Saving for a rainy day is a smart move – it seems like there’s always something that requires you to part with your hard-earned cash, whether it’s your car’s refusal to move any further before you replace several costly parts, boiler breakdowns or other unexpected headaches. Starting on the path to savings isn’t always easy, however.
First things first, how much should your fund be? Some financial experts say your rainy day fund should be equal to six months of essential expenses. It may seem like a lot, but in the long run having a relatively sizeable fund could help you negotiate a broken appliance or the loss of a job.
Next up – you need to develop a plan. Once you know exactly what’s coming in and going out, you can identify the best areas to make cuts. Do you really need that Costa coffee every day, and could you take the bus into work instead of your car? Maybe forgo that admittedly well-made Centra sandwich for a packed lunch? Saving €2-3 per day mightn’t seem like much at first, but this can add up to €40-60 per month and €480-720 per year.
Establish a savings account to keep your rainy day fund separate – if it’s in your regular bank account then you might just be tempted to dip in every now and then.
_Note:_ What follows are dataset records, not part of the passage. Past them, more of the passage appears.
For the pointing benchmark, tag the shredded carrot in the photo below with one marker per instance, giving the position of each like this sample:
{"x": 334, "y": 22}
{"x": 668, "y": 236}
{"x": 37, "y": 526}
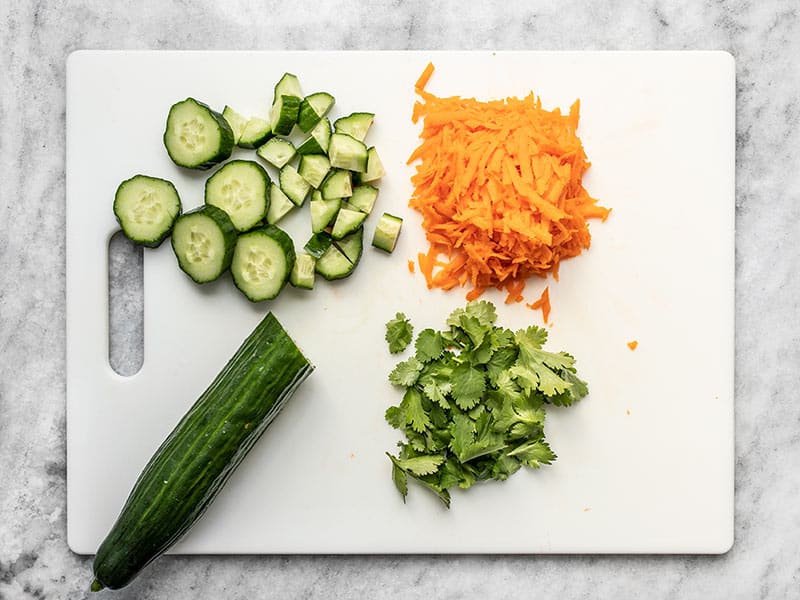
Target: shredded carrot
{"x": 423, "y": 79}
{"x": 544, "y": 303}
{"x": 514, "y": 289}
{"x": 499, "y": 187}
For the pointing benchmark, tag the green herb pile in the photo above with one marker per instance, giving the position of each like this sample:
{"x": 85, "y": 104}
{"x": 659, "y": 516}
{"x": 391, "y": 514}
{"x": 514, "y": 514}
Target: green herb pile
{"x": 474, "y": 400}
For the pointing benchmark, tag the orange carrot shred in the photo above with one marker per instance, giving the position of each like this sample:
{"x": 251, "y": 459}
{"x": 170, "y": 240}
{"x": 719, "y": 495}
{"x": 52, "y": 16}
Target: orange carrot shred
{"x": 499, "y": 186}
{"x": 514, "y": 289}
{"x": 424, "y": 77}
{"x": 544, "y": 303}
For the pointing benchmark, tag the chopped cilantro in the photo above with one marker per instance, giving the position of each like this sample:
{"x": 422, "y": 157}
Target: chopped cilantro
{"x": 473, "y": 406}
{"x": 398, "y": 333}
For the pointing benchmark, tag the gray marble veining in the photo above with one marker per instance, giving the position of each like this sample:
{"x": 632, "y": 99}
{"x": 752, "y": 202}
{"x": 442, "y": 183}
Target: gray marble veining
{"x": 764, "y": 37}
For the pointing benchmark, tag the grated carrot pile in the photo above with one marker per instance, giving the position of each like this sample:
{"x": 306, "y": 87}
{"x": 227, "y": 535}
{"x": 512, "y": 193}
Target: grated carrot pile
{"x": 499, "y": 187}
{"x": 544, "y": 303}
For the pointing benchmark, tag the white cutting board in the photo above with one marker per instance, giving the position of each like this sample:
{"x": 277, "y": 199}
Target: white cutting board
{"x": 645, "y": 462}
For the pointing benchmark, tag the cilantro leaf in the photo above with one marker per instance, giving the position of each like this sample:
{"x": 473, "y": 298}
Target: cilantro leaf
{"x": 415, "y": 414}
{"x": 395, "y": 416}
{"x": 399, "y": 332}
{"x": 421, "y": 465}
{"x": 474, "y": 399}
{"x": 534, "y": 454}
{"x": 463, "y": 432}
{"x": 537, "y": 369}
{"x": 400, "y": 479}
{"x": 429, "y": 345}
{"x": 468, "y": 386}
{"x": 406, "y": 373}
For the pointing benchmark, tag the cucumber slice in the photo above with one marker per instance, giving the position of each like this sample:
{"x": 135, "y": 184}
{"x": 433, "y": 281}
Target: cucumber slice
{"x": 240, "y": 188}
{"x": 338, "y": 184}
{"x": 323, "y": 212}
{"x": 334, "y": 264}
{"x": 355, "y": 125}
{"x": 318, "y": 244}
{"x": 318, "y": 139}
{"x": 283, "y": 114}
{"x": 279, "y": 205}
{"x": 346, "y": 152}
{"x": 236, "y": 121}
{"x": 386, "y": 232}
{"x": 146, "y": 209}
{"x": 347, "y": 221}
{"x": 313, "y": 108}
{"x": 197, "y": 137}
{"x": 262, "y": 261}
{"x": 255, "y": 133}
{"x": 286, "y": 104}
{"x": 302, "y": 275}
{"x": 277, "y": 152}
{"x": 375, "y": 168}
{"x": 352, "y": 245}
{"x": 288, "y": 85}
{"x": 295, "y": 187}
{"x": 203, "y": 240}
{"x": 313, "y": 168}
{"x": 364, "y": 197}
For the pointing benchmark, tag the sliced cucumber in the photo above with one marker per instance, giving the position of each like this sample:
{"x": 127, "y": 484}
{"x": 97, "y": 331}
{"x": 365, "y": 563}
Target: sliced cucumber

Bonkers.ie have a handy savings account comparison tool. Don’t forget your local Credit Union either.
Still unsure about what or where you can save? Don’t be afraid to ask for help. The Money Advice and Budgeting Service (MABS) for example has some great money saving and budgeting ideas, handy to kick start your rainy day fund. And there’s a big, wide world out there on the internet, full of useful bits of advice to make your savings plan run even smoother.